Großartig ist dabei, dass niemand im Reigen der Figuren eine moralische Instanz, frei von Fehlern oder zumindest fragwürdigen Motiven ist. An Bord der Discovery gibt es einen Haufen von Leuten mit unterschiedlichen Meinungen, Ansichten und Erfahrungen, die ihr Handeln beeinflussen.
Von allen Inkarnationen Star Treks ist Discovery – vor allem wegen seiner Konflikte – die menschlichste.


Umgang mit dem Kanon.

"Meine Mutter hat das Werk von Lewis Carroll besonders geschätzt."

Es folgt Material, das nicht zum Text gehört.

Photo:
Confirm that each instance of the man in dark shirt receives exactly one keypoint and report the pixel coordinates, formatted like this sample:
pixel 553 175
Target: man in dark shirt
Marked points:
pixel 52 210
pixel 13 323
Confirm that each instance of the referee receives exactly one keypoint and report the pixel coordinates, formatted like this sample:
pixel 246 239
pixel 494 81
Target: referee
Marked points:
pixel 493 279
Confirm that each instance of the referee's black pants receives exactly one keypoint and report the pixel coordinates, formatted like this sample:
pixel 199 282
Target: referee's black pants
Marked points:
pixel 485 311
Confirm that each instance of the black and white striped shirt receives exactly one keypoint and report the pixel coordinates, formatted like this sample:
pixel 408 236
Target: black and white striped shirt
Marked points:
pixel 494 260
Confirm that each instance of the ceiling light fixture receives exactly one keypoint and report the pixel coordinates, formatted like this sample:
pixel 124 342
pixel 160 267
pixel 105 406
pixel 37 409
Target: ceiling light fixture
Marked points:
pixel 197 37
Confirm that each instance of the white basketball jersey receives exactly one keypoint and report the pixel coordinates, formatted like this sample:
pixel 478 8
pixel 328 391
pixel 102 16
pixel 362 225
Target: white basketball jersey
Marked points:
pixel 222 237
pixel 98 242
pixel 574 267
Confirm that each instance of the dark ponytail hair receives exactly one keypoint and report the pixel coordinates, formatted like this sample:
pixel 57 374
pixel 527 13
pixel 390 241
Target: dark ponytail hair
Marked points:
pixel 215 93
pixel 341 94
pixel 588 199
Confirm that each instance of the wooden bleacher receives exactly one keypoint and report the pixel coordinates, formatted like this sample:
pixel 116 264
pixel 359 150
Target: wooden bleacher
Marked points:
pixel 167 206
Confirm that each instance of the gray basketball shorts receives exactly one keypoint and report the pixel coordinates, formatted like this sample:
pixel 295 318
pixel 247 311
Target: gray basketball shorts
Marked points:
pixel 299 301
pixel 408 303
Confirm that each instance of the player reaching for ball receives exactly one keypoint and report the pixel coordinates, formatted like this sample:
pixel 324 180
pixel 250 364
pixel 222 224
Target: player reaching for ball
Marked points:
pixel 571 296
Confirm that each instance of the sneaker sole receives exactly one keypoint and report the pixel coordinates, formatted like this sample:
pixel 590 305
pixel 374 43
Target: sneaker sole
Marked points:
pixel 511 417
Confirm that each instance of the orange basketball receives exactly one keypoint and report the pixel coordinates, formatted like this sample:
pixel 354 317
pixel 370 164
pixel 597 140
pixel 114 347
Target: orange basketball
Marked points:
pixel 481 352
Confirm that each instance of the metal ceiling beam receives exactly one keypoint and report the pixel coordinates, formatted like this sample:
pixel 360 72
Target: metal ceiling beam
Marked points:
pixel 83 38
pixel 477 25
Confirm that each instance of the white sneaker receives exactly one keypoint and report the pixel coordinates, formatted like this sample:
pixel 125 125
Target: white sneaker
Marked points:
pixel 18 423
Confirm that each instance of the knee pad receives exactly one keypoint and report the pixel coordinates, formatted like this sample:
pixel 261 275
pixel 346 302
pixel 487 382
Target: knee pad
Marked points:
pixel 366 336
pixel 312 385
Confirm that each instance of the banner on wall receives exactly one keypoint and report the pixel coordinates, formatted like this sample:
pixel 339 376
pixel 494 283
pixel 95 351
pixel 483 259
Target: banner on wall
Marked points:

Dieser kleine Satz, der aus der Star-Trek-Trickfilmserie (dem offiziellen Stiefkind aller Star-Trek-Serien) stammt, beweist, wie sehr sich die Autoren bemüht haben, Discovery in den offiziellen Kanon einzubinden.
Spock impliziert nämlich in "Phantasie oder Wirklichkeit", dass er es in seiner Kindheit von seiner Mutter vorgelesen bekam – eine Vorlage, die Discovery glänzend zu verwerten verstand. Die Bezüge auf "Alice im Wunderland" waren dabei sogar so stark hervorgehoben, dass sie bei der recht beiläufigen Ersterwähnung Spock eine grandiose Brücke zwischen den beiden Welten schlug.
Es gab aber noch weitere Anknüpfungspunkte, vor allem im Design. So schloss sich der Kreis mit dem Aufbau der Stationen im Techniklabor, der Verwendung von Datenkarten sowie der Sträflingsuniform Burnhams.
Zudem wurde jeder Star-Trek-Fan belohnt, der mit gespitzen Ohren vor dem Fernseher saß. Die Erwähnung von Tellun, der Suus Mahna und dem Zee-Magnees-Preis komplettierten diesen Eindruck weiter, der seinen Höhepunkt in der Warpsporenreise Burnhams fand, in der mindestens drei der gezeigten Orte auf TOS-Mattepaintings von Amerind, der Sternenbasis 11 und die Bergbausiedlung auf Janus VI anspielten.
Andererseits sollte aber nicht unerwähnt bleiben, dass Discovery das Rad keineswegs neu erfindet. Burnhams Rehabilitation wurde bereits anhand von Personen wie Tom Paris oder Ro Laren durchexerziert. Die Szenen auf der USS Glenn erinnerten ähnlich stark an die TNG-Episode "Genesis", ein Redshirt stirbt einen sinnfreien Heldentod und das Galaxie-umspannende Sporennetzwerk lässt unweigerlich an die Transwarpkanäle der Borg denken.
Immerhin kann man den Schreibern bei Discovery zugutehalten, dass sie jedem dieser Punkte eine eigene Charakternote verleihen konnten.




Ton und Atmosphäre.
Es ist wohl kein Wunder, dass die NCC-Nummer der USS Discovery ausgerechnet 1031 lautet. Laut Memory Alpha bezieht sie sich auf Bryan Fullers Vorliebe für Halloween und genau diesen Geist konnte man in dieser Episode mehr als deutlich spüren. Irgendwie erinnerte das gesamte Setting an Bord der USS Glenn eher an eine Folge Doctor Who als an klassisches Star Trek, wobei in diesem Fall der bereits in den ersten beiden Episoden omnipräsente dunkle Grundton passender wirkte.
Am Ende dient es wohl vor allem einem Zweck – der Abgrenzung zu älteren Star-Trek-Serien, die mit ihrer Ausleuchtung auch immer Hoffnung und ein beinahe steriles Bild der Zukunft transportierten. Diesen Vorwurf kann man Discovery bis hierher jedenfalls nicht machen…


Kritikwürdige Aspekte.

Rostlaubenromantik.
Nachdem ich bereits in der ersten Rezension kein gutes Haar an der Schiffsdesign-Abteilung von Discovery gelassen habe, muss ich dieses Mal zwangsweise noch deutlicher werden:

Die USS Discovery ist das abgrundtief hässlichste Schiff der gesamten Star-Trek-Geschichte.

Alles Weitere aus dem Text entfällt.